German artist Kurt Schwitters’s last remaining Merz Barn may be moved to China if the owners of the site cannot raise enough funds to maintain it, Frances Perraudin of The Guardian reports. Located in Langdale, Cumbria, in northwest England, the building served as a refuge for Schwitters when he fled from the Nazis in 1940. The artist made a collage of stone, cement, and found objects on the walls of the structure before he died in 1948. The materials were moved to the Hatton Gallery in Newcastle in the 1960s, and the building has since been regarded as a UK cultural heritage site.
The Littoral Arts Trust, which owns the property, has been committed to maintaining the site. However, the Arts Council England has rejected its last five applications for funding in support of its upkeep. On Sunday, Ian Hunter, who runs the small charity with Celia Larner, said that they have run out of options.
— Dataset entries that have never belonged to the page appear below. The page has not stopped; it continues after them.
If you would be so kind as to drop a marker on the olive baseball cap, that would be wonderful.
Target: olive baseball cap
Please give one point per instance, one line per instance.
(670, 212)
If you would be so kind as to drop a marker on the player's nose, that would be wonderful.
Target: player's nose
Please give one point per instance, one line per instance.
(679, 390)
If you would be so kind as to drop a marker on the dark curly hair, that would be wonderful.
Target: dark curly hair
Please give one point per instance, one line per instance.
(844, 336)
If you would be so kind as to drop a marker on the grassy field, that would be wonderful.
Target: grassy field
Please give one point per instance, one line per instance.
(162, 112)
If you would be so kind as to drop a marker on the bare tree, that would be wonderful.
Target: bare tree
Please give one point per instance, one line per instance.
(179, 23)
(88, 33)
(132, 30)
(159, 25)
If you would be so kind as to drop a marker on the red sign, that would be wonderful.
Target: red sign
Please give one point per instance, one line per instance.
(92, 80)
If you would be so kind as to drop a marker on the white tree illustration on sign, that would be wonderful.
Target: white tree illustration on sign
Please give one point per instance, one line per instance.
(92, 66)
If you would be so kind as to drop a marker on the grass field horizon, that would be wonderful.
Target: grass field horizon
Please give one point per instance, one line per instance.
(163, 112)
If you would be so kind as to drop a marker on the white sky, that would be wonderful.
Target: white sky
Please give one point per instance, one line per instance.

The trust plans to put the barn up for sale, and it is expected to net around $475,000.
Before Hunter and Larner listed the building on the open market, they said the trust was approached by a wealthy Chinese art collector who made an offer on the barn and expressed an interest in relocating it to Shenzhen, China, to join his collection.
“This is absolutely bonkers, given the public arts funding already invested in the project,” Hunter told The Guardian. “The ‘good causes’ lottery ticket purchasers, and the taxpayer have the right to ask who at the Arts Council is behind these incompetent decisions, and why?”
While the Arts Council England has allocated funding in support of the barn in the past, an ACE spokesperson said that the council’s role “does not include protection and restoration of cultural heritagethis is the responsibility of other bodies.” The representative added that the previous funding awarded to Littoral Arts was for a contemporary program that it held for a number of years.